Finding Unity During the Holiday
When I was little, I believed in Santa Claus. It was part of my family’s annual Christmas ritual. Each year, the day after Thanksgiving, dad climbed into the attic and pulled down dozens of black plastic bags filled with recycled holiday decorations. There were bags of wrapping paper and tinsel, strings of indoor and outdoor lights in all colors, a jolly white styrofoam Santa head and stockings, and old faithful: an artificial tree made of forest-green PVC. It had about twenty different parts and took forever to put together. But once it was up and decorated, it always made me feel merry.
The pièce-de-résistance was a plastic plug-in nativity scene featuring Mary, Joseph and the three wise men huddled over a fold-up wooden cradle with an eight inch, two pound, blond, white baby Jesus. Boy, that baby was cute. Especially when you lit him up. He looked like a younger version of the blue-eyed “Jesus” we all prayed to on Christmas day—and every other Sunday--at our all-black A.M.E. (African Methodist Episcopal) church growing up.
Though we always celebrated a traditional American Christmas, including near idol-worship of good old Saint Nick, for many African-Americans, the customs of the season fail to reflect their rich ancestral heritage. Historically, this lineage embodies an indigenous language, religion and rituals that were systematically suppressed or obliterated during the forced middle passage into slavery. As a result, many African-Americans opt to celebrate other traditions, including Kwanzaa, during the holidays.
Kwanzaa, which comes from the Swahili phrase “Matunda ya kwanzaa,” or “first fruits”, is a 5-day celebration spanning from December 26 through January 1st. Kwanzaa was created by Dr. Maulana Karenga in 1966 after the notorious riots in L.A.’s Watts neighborhood in 1965. At the time, Dr. Karenga was a professor and the chairman of the Black Studies department at California State University, Long Beach. He established Kwanzaa to provide a community for African-Americans living in the United States, to heal emotional trauma from the riots and societal “isms” that prompted them, and to create a positive, life-affirming tradition from which people of color could draw the strength to carry on.

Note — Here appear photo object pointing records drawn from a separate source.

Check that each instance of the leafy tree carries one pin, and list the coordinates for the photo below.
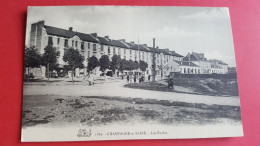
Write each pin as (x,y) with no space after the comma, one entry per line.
(104,63)
(136,65)
(115,64)
(130,65)
(92,63)
(123,65)
(143,65)
(49,59)
(31,59)
(74,60)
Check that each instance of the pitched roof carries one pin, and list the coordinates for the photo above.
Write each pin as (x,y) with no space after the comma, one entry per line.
(154,50)
(221,62)
(165,52)
(68,34)
(104,41)
(195,57)
(186,63)
(118,43)
(176,54)
(216,66)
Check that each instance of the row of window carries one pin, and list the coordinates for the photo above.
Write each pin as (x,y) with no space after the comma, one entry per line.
(73,43)
(190,71)
(82,46)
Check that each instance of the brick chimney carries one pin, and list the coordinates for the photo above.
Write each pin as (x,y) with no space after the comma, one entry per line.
(36,36)
(189,57)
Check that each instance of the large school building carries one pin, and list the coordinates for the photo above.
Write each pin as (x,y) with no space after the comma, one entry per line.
(88,45)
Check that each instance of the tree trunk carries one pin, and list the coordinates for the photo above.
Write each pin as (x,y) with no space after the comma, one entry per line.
(28,78)
(48,72)
(72,74)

Although every family celebrates Kwanzaa in their own unique way, its basic principles include the use of a Kinara, or candle-holder, with seven candles: 3 red, 3 green and 1 black candle in the center. Each night, a different candle is lit corresponding to a different day of Kwanzaa, and an affirmative prayer is offered denoting seven values that build community, spirit and abundance in African-American culture:
1. Umoja (oo–MO–jah): Unity
2. Kujichagulia (koo–gee–cha–goo–LEE–yah): Self-determination
3. Ujima (oo–GEE–mah): Collective Work and Responsibility
4. Ujamaa (oo–JAH–mah): Cooperative Economics
5. Nia (nee–YAH): Purpose
6. Kuumba (koo–OOM–bah): Creativity
7. Imani (ee–MAH–nee): Faith
In addition to lighting candles and prayer, the celebration includes song, dance, drumming, storytelling, poetry reading, and a large Karamu, or African feast on the last night of Kwanzaa, December 31st. Meaningful gifts are also given on this day to encourage growth, success and improvement. According to tradition, accepting the gift implies a moral obligation to fulfill the promises made during Kwanzaa week.

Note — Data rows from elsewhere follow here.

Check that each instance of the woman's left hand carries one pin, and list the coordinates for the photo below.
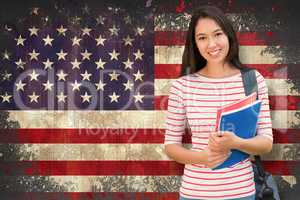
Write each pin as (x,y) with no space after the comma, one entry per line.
(223,141)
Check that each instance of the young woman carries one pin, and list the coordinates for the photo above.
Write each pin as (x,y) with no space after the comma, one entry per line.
(212,58)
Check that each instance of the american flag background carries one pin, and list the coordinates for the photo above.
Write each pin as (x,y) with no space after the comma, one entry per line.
(84,87)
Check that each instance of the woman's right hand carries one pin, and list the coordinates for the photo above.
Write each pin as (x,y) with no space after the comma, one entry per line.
(213,158)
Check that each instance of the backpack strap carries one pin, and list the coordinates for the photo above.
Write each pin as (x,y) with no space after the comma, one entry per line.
(250,86)
(249,81)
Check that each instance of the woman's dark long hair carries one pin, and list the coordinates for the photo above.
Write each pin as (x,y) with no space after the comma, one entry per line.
(192,60)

Despite the value of Kwanzaa, I am one of many Black Americans who never celebrate it. As far back as I can remember, I was taught to believe that being a Christian meant exclusively worshipping Jesus as my personal Lord and savior. Though I always had a natural curiosity about other cultures and religions, I believed being open to other faiths, religions and spiritual practices was blasphemous if not morally dangerous. As such, I steered clear of anything too “different” from traditional Christianity—including Kwanzaa.
It wasn’t until I moved to Hollywood to work in the TV business that I mustered the courage to be creative, test my spiritual beliefs and explore the highest truths of all religions. I started with yoga, then studied everything from evangelical Christianity to Science of Mind, Buddhism, Kabbalah and even Scientology. Though each religion employed a unique cultural approach to finding God, each taught different aspects of the same Universal truth: we are spiritual beings having a physical experience on Earth; we are all one; and what goes around, comes around. In sum, the very essence of Christ’s highest teachings.

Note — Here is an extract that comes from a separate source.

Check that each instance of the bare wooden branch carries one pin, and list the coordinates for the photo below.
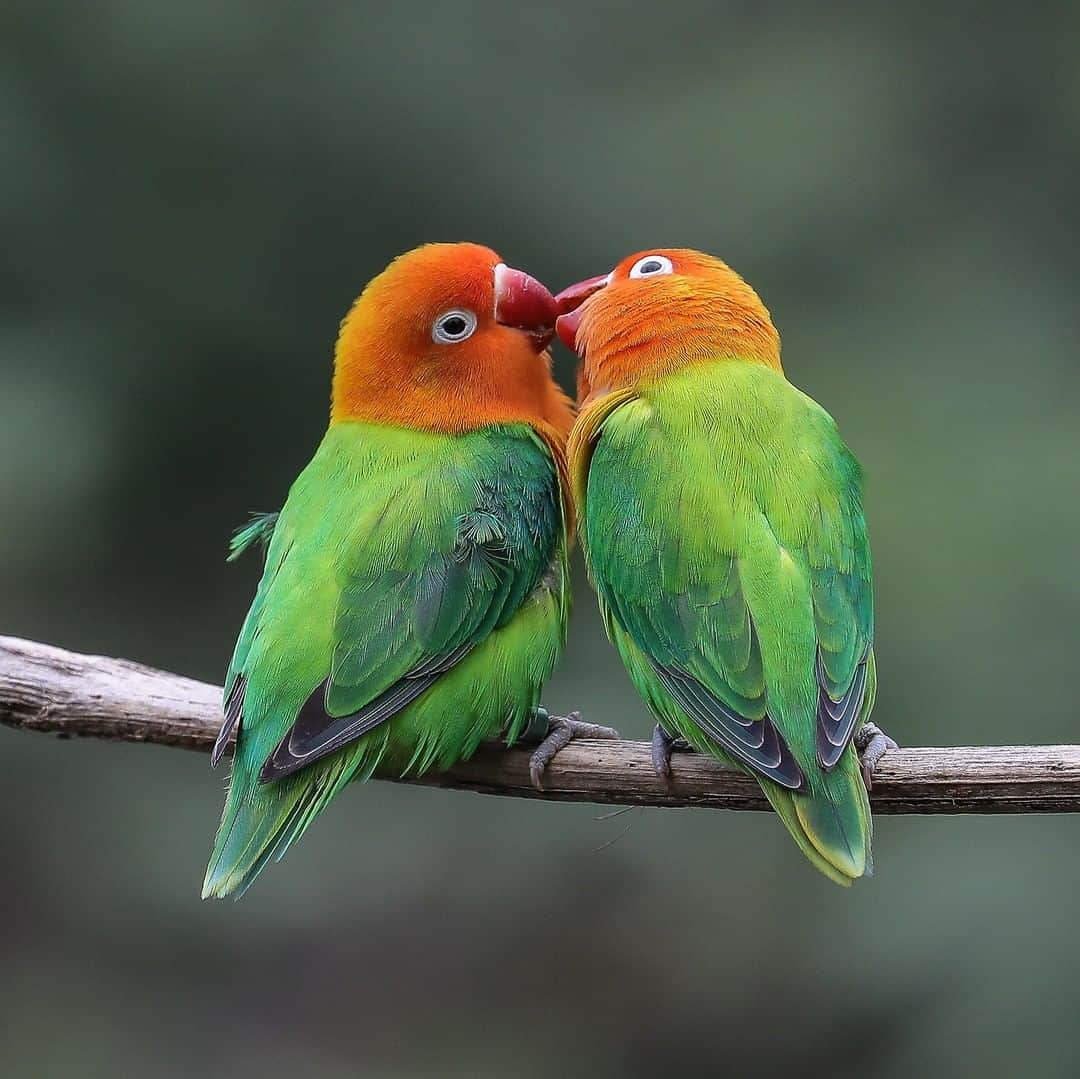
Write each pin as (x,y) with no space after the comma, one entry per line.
(49,689)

Later, after meeting my husband Michael, we joined the Self-Realization Fellowship. SRF was founded by Paramahansa Yogananda, an Indian saint who came to the West in 1920 to teach the unity of all religions, as well as scientific meditation techniques for attaining direct personal experience of God. Today, as an SRF devotee, I follow a line of great gurus, including Jesus Christ and Krishna, all of whom teach that how I show up in the world each day is far more important than which church I attend on Sundays.
This holiday season, in the Spirit of unity—Umoja—I’m thinking about celebrating Kwanzaa for the first time. But I’ll have to do it my way. Perhaps I’ll light a candle every day. Perhaps I won’t. Maybe I’ll even call it Kwanz-mas. But I’m not giving up Santa.